1Ch 5:2 For Judah prevailed above his brothers, and of him came the prince; but the birthright was Joseph’s)-
"Prince" or "captain" is God's term for the king of His people (1 Sam. 9:16; 10:1). Israel's true king was to be from Judah, and God therefore didn't accept those of the ten tribe kingdom as the true kings of Israel.

1Ch 5:3 the sons of Reuben the firstborn of Israel: Hanoch, Pallu, Hezron and Carmi-
Hanoch [s.w. Enoch] was named after the son of Cain (Gen. 4:17) and means "initiated", rather hinting at unspirituality and paganism.

1Ch 5:4 The sons of Joel: Shemaiah his son, Gog his son, Shimei his son-
Gog was an apostate Jew who went away from the God of Israel, attracted by the grazing grounds to the north east of Israel, and who eventually ended up living permanently in the land of Israel's enemies, the land of the Hagarenes (sons of Hagar, i.e. the Arabs) and Assyria. The Gog of Ez. 38 may well be an apostate Jew (after the pattern of Rabshakeh) who leads an invasion of his ancient homeland. He attacks because he loves cattle (Ez. 38:11,12)- which was a characteristic of the Gog of 1 Chron. 5.  

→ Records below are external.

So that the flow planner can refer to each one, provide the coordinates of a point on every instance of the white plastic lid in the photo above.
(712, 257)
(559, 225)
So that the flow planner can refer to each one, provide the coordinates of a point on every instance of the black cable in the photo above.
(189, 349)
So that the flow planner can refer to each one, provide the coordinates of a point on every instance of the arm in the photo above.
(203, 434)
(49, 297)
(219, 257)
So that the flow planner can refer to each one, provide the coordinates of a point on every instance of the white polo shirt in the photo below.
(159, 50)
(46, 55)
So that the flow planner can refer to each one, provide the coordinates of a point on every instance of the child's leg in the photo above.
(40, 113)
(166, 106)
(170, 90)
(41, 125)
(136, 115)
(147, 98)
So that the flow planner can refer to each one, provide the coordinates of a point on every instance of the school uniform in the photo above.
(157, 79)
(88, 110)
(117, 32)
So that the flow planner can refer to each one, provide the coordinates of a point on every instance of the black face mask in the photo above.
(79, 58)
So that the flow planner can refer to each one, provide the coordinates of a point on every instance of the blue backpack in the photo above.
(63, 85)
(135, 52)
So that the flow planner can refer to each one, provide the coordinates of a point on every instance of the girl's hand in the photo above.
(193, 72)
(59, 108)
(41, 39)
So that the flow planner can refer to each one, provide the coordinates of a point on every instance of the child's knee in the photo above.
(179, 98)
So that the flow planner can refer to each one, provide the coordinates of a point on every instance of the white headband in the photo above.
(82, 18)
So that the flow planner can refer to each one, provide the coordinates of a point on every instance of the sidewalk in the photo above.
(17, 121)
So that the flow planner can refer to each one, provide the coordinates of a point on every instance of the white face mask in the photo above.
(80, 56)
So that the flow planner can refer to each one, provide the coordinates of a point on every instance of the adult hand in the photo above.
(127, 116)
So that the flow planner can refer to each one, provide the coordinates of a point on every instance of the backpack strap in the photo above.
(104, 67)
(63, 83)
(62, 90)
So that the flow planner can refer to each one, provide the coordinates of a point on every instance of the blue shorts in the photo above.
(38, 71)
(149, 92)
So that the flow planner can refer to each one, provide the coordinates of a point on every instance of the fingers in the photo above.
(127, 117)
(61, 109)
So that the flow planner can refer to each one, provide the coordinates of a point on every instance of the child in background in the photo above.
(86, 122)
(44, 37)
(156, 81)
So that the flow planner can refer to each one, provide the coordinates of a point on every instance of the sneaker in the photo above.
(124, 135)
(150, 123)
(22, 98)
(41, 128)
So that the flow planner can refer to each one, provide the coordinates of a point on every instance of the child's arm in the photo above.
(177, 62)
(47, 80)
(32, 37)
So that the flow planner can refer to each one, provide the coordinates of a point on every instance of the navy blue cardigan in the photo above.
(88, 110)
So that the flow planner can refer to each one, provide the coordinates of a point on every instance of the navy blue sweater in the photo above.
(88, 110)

1Ch 5:5 Micah his son, Reaiah his son, Baal his son-
Naming a Hebrew child "Baal" surely indicates unspirituality and the besetting weakness of idolatry which dogged the generations.

1Ch 5:6 and Beerah his son, whom Tiglath Pilneser king of Assyria carried away captive: he was prince of the Reubenites-
We have to ask why these genealogies were prepared. It is quite likely that they were first formalized in the time of Hezekiah, but I would suggest that they were completed at the time of the restoration, when there was a problem in finding a High Priest and priesthood because it was hard to prove who was descended from Aaron, presumably because the genealogies were destroyed when the temple was burnt. The genealogies give much emphasis to the descendants of Aaron, far more than to the other tribes. There are a number of references to faithless men being punished by invasions (e.g. 1 Chron. 5:6).

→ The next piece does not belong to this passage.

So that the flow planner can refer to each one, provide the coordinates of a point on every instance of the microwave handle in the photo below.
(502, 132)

1Ch 5:7 His brothers by their families, when the genealogy of their generations was reckoned: the chief, Jeiel, and Zechariah-
Ezra 2:62 records Judah being ‘reckoned by genealogies’, using the same Hebrew word which is the hallmark of the Chronicles genealogies (1 Chron. 4:33; 5:1,7,17; 7:5,7,9,40; 9:1,22). And in this context, Is. 40:26 compares God’s ‘bringing out’ of Judah from Babylon with His ‘bringing out’ the stars by their individual names, all wonderfully known to Him. Ps. 87:6 had prophesied something similar about the restoration of Zion’s fortunes: “The LORD shall count, when he writeth up the people, that this man was born there”. The Kingdom of God was to be the restoration of Israel’s Kingdom- but they had to actually get on and restore it rather than wait for it to come.

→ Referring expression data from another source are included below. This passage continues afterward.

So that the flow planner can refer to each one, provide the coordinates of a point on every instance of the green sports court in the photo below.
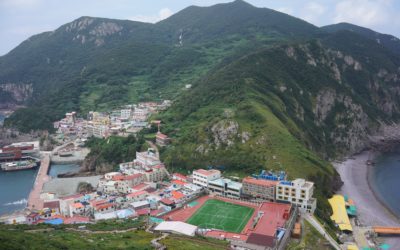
(221, 215)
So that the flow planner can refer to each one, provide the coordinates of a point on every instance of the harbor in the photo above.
(34, 200)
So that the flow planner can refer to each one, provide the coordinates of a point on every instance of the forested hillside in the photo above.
(269, 90)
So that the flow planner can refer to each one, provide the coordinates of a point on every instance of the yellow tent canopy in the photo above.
(339, 215)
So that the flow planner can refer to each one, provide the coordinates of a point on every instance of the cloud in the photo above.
(312, 12)
(364, 12)
(161, 15)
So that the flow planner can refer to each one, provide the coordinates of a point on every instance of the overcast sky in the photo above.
(20, 19)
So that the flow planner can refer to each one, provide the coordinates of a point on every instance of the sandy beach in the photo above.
(371, 212)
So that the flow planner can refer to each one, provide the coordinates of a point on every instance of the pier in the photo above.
(34, 201)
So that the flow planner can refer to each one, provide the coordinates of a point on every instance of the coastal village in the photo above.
(262, 211)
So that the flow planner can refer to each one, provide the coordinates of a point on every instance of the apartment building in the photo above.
(201, 177)
(259, 188)
(225, 187)
(298, 192)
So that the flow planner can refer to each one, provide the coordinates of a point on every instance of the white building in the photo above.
(201, 177)
(98, 131)
(147, 159)
(140, 114)
(298, 192)
(126, 113)
(225, 187)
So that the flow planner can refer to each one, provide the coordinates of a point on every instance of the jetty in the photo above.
(34, 201)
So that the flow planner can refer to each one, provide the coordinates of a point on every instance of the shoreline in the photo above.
(377, 195)
(371, 210)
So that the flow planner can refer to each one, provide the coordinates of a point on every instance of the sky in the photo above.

1Ch 5:8 and Bela the son of Azaz, the son of Shema, the son of Joel, who lived in Aroer, even up to Nebo and Baal Meon-
Aroer was on the east of Jordan, and these areas were always associated with Moab in later scripture. "Nebo" continued to be the name used for that town, and it was the name of an idol. "Baal Meon", habitation of Baal, likewise suggests that these Reubenites were ill advised to go so far into pagan territory in search of material advantage. And they ended up drifting into the Gentile world and losing their identity as God's people. All the time we see this sad drift going on in lives.

1Ch 5:9 and eastward he lived even to the entrance of the wilderness from the river Euphrates, because their livestock were multiplied in the land of Gilead-
This continues the theme of 1 Chron. 4, that the men of Simeon likewise went away from their tribal allotment in search of pasture for their flocks. And it drove them away from the sanctuary and the teaching priests, until they assimilated into the Gentile world on the edges of the land promised to Abraham.

1Ch 5:10 In the days of Saul, they made war with the Hagrites, who fell by their hand; and they lived in their tents throughout all the land east of Gilead-
God so seeks for faith, and some of the ‘flash’ victories He granted in the Old Testament were to otherwise unspiritual men who in their desperation turned to Him. He so respects faith that He responded (e.g. 1 Chron. 5:10-20). Perhaps more details follow in :18-22, although that may refer to later conflict.

1Ch 5:11 The sons of Gad lived over against them, in the land of Bashan to Salecah-
The boundaries of Gad appear to in practice encroach upon that given to Manasseh (1 Chron. 5:11 cp. Josh. 13:8,7,11,25,30; Dt. 3:10-13). But the tribe of Manasseh had extended their borders northward (1 Chron. 5:23). The territory was given to Israel as their intended inheritance in the Kingdom of God; but God was open to some flexibility about this. We think of Caleb and Othniel asking for territory as an inheritance. And so it is with our dialogue with God's and His eternal intentions for us. 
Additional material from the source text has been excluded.